Getting Started With Lap Swimming

If you haven’t swum laps before, or it’s been years, the biggest mistake is doing too much on day one. Swimming uses your cardiovascular system differently than land exercise. Even fit runners often find themselves winded after a few laps because the breathing pattern is unfamiliar and the water cools your body faster than air.

U.S. Masters Swimming recommends starting with just a few laps and building from there, increasing your total distance by no more than 10% per week. In practical terms, that might mean swimming 10 to 12 laps (250 to 300 yards in a 25-yard pool) your first session. Take breaks at the wall whenever you need them. Within a few weeks, your breathing rhythm will smooth out and your endurance will climb quickly.
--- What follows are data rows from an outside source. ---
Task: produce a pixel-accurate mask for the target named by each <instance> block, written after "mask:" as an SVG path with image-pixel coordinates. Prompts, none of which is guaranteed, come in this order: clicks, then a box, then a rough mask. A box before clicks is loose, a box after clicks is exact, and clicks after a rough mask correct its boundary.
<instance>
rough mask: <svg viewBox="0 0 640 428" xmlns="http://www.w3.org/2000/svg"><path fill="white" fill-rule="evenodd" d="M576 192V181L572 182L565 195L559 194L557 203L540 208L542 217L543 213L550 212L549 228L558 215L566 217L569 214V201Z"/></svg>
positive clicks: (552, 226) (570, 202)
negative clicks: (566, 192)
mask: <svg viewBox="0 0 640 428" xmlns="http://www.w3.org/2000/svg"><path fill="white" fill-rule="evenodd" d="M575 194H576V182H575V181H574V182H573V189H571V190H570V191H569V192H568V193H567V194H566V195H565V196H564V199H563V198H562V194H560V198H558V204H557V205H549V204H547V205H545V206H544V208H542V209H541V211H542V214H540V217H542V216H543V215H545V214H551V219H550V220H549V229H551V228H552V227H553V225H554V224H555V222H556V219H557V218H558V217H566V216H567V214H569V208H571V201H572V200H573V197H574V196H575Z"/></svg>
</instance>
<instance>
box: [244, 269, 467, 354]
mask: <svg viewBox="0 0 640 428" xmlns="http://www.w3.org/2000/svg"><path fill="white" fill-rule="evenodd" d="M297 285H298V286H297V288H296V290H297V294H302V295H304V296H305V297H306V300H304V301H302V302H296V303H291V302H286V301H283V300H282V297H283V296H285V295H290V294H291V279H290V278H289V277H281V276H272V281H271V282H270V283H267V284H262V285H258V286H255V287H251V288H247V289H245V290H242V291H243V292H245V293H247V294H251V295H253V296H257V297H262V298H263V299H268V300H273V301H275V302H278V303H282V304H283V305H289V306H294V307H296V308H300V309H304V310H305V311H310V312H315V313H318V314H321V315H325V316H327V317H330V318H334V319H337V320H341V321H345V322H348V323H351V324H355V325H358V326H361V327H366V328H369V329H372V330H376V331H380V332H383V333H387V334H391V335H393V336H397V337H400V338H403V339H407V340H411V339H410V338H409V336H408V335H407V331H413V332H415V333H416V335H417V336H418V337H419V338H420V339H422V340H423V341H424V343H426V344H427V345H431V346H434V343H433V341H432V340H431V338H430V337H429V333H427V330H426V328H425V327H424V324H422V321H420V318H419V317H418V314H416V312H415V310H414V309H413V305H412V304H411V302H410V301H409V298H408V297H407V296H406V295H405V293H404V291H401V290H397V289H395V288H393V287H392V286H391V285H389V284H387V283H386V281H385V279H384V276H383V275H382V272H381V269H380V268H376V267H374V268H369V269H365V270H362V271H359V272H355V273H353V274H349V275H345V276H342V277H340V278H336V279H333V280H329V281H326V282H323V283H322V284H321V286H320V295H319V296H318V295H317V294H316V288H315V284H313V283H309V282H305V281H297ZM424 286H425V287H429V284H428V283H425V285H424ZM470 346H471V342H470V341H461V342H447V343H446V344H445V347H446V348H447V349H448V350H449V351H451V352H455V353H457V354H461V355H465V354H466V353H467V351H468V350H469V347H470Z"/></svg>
Mixing strokes keeps things interesting and balances muscle use. Try alternating freestyle laps with breaststroke or backstroke. Using a kickboard for a few laps isolates your legs, and pulling with a buoy between your thighs shifts the work to your arms and shoulders. Even three sessions per week, 30 to 45 minutes each, is enough to see real gains in fitness, body composition, and how you feel day to day.